Abstract

Purpose: Crohn's disease is an inflammatory bowel disease classically causing granulomatous, transmural inflammation of the bowel wall, producing abdominal pain, obstruction, and fistula formation. Takayasu arteritis is a chronic granulomatous vasculitis that causes inflammation and stenosis of large and medium-sized arteries including the aorta and its primary branches. The purpose of this case series is to describe three cases of coexisting Crohn's disease and Takayasu arteritis and the response to anti-tumor necrosis factor therapy at a tertiary care medical center. Methods: A case series design was used. Results: We report on three patients with coexisting Crohn's disease and Takayasu arteritis. The diagnosis of Crohn's disease was made by combining patient symptoms, laboratory data, radiographic imaging, endoscopic evaluation and pathological evaluation of luminal mucosal biopsy.
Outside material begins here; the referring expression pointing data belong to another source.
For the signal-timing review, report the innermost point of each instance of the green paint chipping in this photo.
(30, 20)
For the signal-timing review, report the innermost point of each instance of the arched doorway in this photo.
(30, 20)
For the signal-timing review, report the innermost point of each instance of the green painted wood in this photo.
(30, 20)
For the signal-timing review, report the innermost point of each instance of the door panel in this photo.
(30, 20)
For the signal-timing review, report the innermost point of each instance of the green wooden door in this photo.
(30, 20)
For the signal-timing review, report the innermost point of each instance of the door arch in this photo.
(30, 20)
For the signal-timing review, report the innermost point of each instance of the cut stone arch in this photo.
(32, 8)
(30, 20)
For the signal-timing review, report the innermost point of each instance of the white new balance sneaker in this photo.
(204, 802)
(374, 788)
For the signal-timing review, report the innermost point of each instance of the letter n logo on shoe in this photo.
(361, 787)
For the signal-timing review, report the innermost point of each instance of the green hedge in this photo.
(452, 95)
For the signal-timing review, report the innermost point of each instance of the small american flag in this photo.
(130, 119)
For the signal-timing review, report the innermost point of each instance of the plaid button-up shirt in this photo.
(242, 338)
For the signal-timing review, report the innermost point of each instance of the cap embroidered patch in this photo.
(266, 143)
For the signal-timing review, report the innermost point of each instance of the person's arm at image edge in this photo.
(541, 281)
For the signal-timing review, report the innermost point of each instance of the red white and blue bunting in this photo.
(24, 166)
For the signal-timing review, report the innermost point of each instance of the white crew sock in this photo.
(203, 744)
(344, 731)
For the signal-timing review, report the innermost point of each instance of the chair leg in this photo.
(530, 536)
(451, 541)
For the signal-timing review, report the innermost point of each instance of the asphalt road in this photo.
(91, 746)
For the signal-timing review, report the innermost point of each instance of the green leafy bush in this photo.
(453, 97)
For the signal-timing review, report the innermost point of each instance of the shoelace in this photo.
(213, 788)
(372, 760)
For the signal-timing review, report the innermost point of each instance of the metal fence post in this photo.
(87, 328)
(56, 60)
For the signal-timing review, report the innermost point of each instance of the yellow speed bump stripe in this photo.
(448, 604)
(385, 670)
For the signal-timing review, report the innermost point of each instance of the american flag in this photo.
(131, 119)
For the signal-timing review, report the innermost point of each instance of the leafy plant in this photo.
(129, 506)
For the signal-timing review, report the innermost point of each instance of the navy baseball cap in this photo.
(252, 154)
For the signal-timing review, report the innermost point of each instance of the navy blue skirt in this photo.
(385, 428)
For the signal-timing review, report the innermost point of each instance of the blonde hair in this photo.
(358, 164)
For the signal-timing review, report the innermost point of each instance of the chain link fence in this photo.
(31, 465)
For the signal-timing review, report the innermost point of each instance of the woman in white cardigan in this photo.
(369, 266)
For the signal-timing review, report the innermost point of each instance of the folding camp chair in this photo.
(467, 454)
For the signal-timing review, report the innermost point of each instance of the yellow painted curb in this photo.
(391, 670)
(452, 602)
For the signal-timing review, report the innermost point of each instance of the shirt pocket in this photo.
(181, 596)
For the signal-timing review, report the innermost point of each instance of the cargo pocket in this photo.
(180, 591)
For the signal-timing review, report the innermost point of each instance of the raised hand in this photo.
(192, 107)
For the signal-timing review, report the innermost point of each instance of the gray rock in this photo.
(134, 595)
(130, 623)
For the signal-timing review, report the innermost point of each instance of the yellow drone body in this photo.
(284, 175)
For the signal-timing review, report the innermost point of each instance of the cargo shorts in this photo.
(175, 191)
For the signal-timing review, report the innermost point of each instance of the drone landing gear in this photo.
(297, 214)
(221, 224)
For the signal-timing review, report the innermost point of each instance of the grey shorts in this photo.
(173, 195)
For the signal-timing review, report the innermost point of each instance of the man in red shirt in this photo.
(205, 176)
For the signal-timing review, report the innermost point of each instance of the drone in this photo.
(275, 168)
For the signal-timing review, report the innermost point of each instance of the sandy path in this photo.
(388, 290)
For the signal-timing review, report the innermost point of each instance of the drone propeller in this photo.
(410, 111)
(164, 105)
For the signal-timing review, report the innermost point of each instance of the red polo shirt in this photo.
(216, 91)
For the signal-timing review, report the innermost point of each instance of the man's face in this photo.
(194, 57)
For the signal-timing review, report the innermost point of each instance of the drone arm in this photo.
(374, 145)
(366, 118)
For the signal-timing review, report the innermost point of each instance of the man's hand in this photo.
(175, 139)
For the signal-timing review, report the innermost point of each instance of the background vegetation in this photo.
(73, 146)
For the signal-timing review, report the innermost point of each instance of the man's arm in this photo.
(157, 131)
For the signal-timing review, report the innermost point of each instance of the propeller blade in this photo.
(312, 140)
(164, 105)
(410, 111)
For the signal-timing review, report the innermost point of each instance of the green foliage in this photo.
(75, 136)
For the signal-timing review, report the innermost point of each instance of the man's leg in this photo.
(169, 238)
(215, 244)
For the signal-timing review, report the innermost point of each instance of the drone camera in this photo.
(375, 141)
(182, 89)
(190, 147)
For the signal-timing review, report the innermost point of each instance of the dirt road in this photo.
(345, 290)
All of these patients also met classification criteria for Takayasu arteritis as defined by the American College of Rheumatology. Unique to this case report is the treatment of these patients with infliximab for their combined disease. All three patients experienced successful control of symptoms related to Crohn's disease and Takayasu arteritis after treatment with infliximab. Conclusion: Evidence is building in the medical literature for a subgroup of patients with coexisting Crohn's disease and Takayasu arteritis. A common autoimmune etiology has been hypothesized. The three patients in this report received infliximab therapy, which has previously not been described in the literature as treatment for patients with these combined diseases. The similarities in pathophysiology of these diseases allow exploration into the role of biologic agents as therapy for patients who have coexisting Crohn's disease and Takayasu arteritis.Figure: Coronal CT enterography (left) with fused FDG PET-CT image (right): White arrowheads show areas of active Crohn's disease, with intense FDG uptake, wall thickening and mucosal enhancement on CT. Black arrowhead shows abnormal FDG uptake (yellow area) in the distal aorta related to Takayasu arteritis.